Deadline broke the news that Warner Bros full slate for 2021 will premiere on HBO Max first for one month before heading to a cinema screen near you. Every film will be released in 4K Ultra HD and HDR.
That means the following films (possibly more) will now be exclusively shown on the channel before they head to a cinema…
The Little Things, Judas and the Black Messiah, Tom & Jerry, Godzilla vs. Kong, Mortal Kombat, Those Who Wish Me Dead, The Conjuring: The Devil Made Me Do It, In the Heights, Space Jam: A New Legacy, The Suicide Squad, Reminiscence, Malignant, Dune, The Many Saints of Newark, King Richard, Cry Macho and Matrix 4.
Eyes were opened when they announced Wonder Woman 1984 was heading to the streaming channel on Christmas Day in the USA (UK still cinemas, 16th December). We should have seen this was going to be a test film and eyes will on Warner Bros especially from rival studios.
HBO dropped this short Trailer and you’ll see many of those films we’ve been waiting to see or hoping to see in cinemas 2021…
The big question many cinephiles around the world and here in the UK and Ireland, how will we see these films as we don’t have HBO Max in our countries?
2021 is going to be a major year for film and Television in general. How we watch those films and shows is going to change especially in the Streaming world. Netflix certainly got the ball rolling and rarely was challenged for several years, Amazon Prime arrived. Then slowly studios created their own channels, most just in their own countries. However the biggest tease came when Disney+ arrived that things are going to change drastically.

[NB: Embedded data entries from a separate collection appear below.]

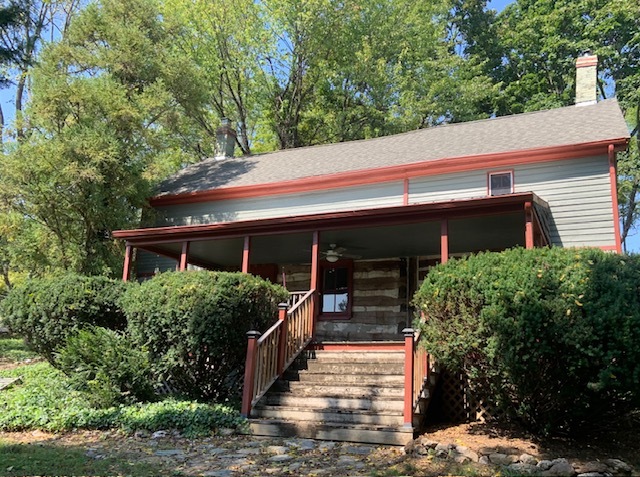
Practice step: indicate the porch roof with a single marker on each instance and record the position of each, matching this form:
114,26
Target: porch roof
149,238
543,131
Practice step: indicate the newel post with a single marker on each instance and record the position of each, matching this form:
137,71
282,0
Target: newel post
408,376
249,372
282,343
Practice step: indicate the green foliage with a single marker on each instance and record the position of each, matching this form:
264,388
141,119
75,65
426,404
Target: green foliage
46,400
194,326
553,334
45,311
104,364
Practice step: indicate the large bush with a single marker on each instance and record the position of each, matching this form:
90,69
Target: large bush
194,325
107,367
48,310
552,334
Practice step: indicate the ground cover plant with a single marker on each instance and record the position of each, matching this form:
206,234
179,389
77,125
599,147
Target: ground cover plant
194,326
551,334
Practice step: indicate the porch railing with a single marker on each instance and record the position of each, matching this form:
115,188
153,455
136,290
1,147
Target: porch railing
269,355
416,373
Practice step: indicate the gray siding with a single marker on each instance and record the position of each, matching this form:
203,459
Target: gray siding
378,195
579,195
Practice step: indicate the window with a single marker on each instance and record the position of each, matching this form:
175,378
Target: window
500,183
336,280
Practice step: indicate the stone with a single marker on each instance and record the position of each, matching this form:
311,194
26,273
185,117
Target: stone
280,458
501,459
168,452
520,468
277,450
218,473
619,466
544,465
358,450
528,459
248,451
593,466
560,468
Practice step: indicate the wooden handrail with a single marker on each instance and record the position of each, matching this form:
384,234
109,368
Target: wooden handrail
271,354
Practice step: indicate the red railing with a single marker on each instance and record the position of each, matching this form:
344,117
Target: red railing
416,373
269,355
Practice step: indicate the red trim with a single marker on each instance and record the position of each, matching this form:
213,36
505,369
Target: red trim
358,346
127,263
394,173
444,241
528,227
245,254
613,179
405,193
585,61
184,257
330,221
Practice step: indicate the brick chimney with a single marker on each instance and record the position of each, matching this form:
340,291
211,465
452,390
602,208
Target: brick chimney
586,79
225,140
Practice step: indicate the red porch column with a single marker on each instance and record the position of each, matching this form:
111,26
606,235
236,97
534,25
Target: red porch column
408,377
444,241
183,257
246,254
315,272
282,343
528,227
127,263
249,372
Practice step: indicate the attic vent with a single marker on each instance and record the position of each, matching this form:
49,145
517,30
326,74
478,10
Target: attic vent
225,140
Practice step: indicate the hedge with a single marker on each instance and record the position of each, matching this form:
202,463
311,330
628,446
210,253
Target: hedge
194,325
551,334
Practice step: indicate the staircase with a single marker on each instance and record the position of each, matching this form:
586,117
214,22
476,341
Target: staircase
355,396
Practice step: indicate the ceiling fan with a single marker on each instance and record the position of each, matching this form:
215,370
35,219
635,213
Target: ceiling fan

At first everything was great , a place to watch all of Disney’s brands under one roof. Releasing shows and films created exclusively for their channel, they were still missing that big release. You don’t need me to tell you how devastating 2020 has been personally for everyone. Covid-19 has destroyed the schedules for many things including films. Lockdown after lockdown, restrictions have prevented big films being released and despite safety measures many people refused to return to cinemas. When Disney decided to release Mulan on their channel instead of cinemas, we should have known things are changing.
When No Time To Die was delayed again until Easter 2021, it was the end of the line for many cinema chains especially Cineworld. With lockdowns leaving many parts of the UK with no cinemas, post lockdown until things improve there will still be many towns and cities with no cinemas and sadly many people with no jobs. With this delay in releasing films has frustrated cinephiles potentially burst the bubble of anticipation of these big films.

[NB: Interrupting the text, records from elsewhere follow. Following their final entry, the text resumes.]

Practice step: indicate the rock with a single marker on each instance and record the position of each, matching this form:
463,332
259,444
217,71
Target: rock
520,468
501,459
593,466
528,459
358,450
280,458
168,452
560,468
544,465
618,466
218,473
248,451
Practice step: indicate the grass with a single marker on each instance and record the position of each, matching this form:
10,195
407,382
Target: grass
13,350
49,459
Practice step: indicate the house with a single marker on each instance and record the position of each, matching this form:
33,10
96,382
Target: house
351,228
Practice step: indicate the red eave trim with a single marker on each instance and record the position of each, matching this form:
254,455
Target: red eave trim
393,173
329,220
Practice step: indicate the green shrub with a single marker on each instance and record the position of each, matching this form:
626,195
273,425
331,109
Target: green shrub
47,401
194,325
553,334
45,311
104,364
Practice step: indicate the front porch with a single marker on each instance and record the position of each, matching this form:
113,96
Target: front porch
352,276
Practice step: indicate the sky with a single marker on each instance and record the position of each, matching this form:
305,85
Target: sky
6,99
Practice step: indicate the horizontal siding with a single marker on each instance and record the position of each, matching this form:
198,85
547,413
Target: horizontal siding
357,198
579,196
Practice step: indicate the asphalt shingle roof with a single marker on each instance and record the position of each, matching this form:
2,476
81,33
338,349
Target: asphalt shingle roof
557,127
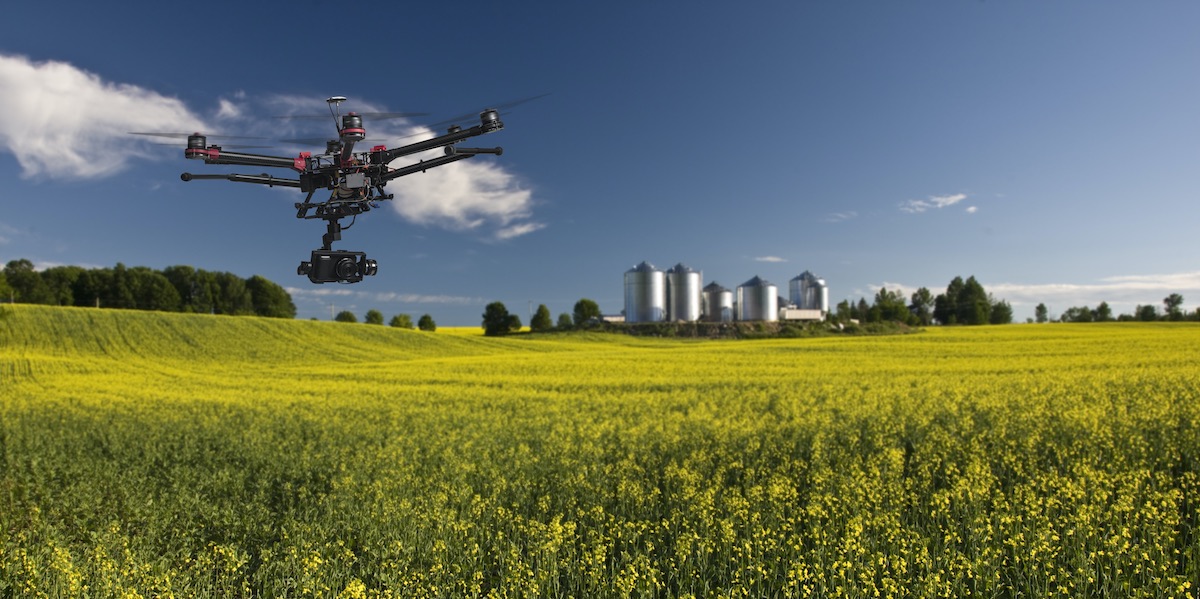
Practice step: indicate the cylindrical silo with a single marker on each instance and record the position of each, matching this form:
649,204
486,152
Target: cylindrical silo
718,304
757,300
683,294
807,292
646,294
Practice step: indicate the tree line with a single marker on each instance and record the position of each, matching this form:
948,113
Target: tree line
400,321
498,321
1173,311
963,303
172,289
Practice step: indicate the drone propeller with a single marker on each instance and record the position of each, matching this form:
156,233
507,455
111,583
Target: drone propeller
454,120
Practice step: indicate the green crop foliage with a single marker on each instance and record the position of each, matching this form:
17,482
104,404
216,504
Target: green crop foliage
186,455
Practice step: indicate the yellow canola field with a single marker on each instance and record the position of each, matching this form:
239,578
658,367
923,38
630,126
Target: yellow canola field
174,455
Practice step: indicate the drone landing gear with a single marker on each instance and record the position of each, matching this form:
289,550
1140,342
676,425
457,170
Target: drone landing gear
329,265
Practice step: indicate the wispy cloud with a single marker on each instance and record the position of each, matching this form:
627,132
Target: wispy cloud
931,203
64,123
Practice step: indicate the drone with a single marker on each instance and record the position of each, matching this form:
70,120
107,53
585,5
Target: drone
355,180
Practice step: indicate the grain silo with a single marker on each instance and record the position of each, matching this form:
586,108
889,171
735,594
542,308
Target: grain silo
808,292
718,304
757,300
646,294
683,294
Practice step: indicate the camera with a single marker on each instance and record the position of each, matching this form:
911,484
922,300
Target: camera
337,265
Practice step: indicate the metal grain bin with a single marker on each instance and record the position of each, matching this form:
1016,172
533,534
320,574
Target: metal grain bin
683,294
646,294
757,300
808,292
718,304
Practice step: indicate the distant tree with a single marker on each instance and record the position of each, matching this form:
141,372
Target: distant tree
1042,313
1001,312
922,306
426,323
153,291
497,319
197,288
27,283
60,283
891,306
946,305
233,298
6,292
844,312
1174,304
540,321
862,311
271,300
586,311
1077,315
973,304
1146,313
564,322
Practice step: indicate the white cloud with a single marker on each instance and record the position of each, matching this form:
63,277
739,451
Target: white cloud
61,121
841,216
934,202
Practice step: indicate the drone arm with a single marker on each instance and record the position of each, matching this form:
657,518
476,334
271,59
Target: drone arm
263,179
420,167
490,121
215,155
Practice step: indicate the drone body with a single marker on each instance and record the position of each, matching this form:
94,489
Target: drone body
354,180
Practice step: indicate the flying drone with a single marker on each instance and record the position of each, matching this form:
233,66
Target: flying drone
354,180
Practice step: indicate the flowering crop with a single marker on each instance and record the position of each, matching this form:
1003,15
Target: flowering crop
171,455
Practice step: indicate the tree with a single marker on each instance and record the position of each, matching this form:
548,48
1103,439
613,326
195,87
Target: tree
540,321
586,311
426,323
1173,304
564,322
889,306
973,304
946,305
27,285
922,306
271,300
1146,313
1042,313
1077,315
1001,313
497,321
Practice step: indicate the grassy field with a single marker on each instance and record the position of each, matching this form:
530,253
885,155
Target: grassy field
172,455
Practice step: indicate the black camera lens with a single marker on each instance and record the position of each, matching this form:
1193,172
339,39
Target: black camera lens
346,268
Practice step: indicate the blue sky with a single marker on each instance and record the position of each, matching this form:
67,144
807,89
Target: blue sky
1050,149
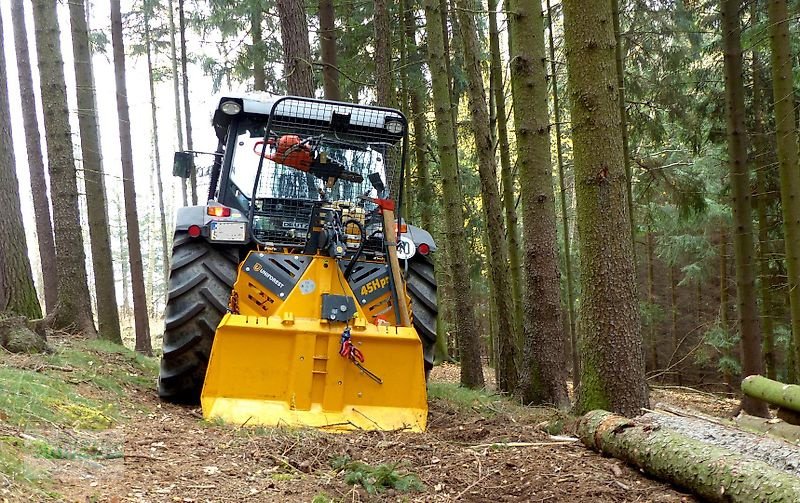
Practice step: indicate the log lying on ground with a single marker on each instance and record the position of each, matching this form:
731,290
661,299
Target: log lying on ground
708,471
774,427
774,392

The pandemic is the catalyst for these studios to take drastic measures like moving all their 2021 slate. Personally I may not always like this, I can see the logic behind it. With an year of delays, there’s still no guarantee 2021 will be any better with talk of vaccines on the agenda. These films will still be in cinemas be it 4weeks after their HBO Max premiere. What that will do for those films internationally in regards to release dates will those releases be 4 weeks or even months later we don’t know yet. This move potentially could increase but also lose Warner Bros income, we now live in a era of risk.

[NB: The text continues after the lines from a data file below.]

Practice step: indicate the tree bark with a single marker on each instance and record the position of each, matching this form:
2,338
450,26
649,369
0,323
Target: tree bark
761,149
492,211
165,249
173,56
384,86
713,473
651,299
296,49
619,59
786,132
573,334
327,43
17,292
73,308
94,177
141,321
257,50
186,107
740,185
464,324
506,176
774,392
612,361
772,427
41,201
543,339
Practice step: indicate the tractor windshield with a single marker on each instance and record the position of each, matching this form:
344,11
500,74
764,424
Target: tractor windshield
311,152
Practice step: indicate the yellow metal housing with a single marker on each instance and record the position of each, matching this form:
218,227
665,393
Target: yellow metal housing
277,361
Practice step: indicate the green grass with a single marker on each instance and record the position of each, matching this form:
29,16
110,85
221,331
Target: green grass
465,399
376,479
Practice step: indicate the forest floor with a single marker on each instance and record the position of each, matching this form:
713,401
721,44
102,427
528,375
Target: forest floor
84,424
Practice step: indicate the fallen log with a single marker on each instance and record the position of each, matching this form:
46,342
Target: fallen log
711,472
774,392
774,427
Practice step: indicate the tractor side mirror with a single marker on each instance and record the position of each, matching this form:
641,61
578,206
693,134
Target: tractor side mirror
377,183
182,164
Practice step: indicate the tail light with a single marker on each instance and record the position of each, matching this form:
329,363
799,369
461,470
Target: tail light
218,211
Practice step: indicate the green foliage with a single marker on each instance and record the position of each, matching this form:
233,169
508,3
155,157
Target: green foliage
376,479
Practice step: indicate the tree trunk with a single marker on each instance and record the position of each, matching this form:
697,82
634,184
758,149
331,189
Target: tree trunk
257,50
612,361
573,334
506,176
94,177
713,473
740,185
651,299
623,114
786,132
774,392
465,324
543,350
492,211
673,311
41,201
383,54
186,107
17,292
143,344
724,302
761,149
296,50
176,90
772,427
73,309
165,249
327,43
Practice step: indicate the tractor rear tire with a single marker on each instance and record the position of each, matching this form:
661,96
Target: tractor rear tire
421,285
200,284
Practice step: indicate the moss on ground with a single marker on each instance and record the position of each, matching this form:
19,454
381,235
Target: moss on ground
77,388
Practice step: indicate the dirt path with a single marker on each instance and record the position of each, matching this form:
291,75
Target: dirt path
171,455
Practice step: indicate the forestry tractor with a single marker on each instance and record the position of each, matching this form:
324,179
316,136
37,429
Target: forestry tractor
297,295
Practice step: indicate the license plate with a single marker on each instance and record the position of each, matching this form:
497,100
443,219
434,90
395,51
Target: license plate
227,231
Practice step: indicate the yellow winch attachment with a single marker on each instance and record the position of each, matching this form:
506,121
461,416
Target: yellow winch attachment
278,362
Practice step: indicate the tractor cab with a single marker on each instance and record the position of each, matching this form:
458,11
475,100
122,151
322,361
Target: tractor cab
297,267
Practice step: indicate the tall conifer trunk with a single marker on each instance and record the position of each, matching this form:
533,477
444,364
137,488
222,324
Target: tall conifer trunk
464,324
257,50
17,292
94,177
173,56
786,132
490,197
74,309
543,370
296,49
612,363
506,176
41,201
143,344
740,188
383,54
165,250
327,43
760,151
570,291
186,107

HBO have internationally been involved in production of films and shows the past few years, so there is talk 2021 HBO Max will arrive in the rest of the world. Streaming services seem to be the future for film, but they cannot ignore releasing films in cinemas either. If Streaming is the future prices will rise, we’ll end up paying more for the big films as well as monthly fees too. Filmmakers will be reluctant to change how they make films as many are made for the big screen. If they can’t go to the big screen, televisions and media players will drastically need to improve if they want to give us that ultimate cinematic experience at home.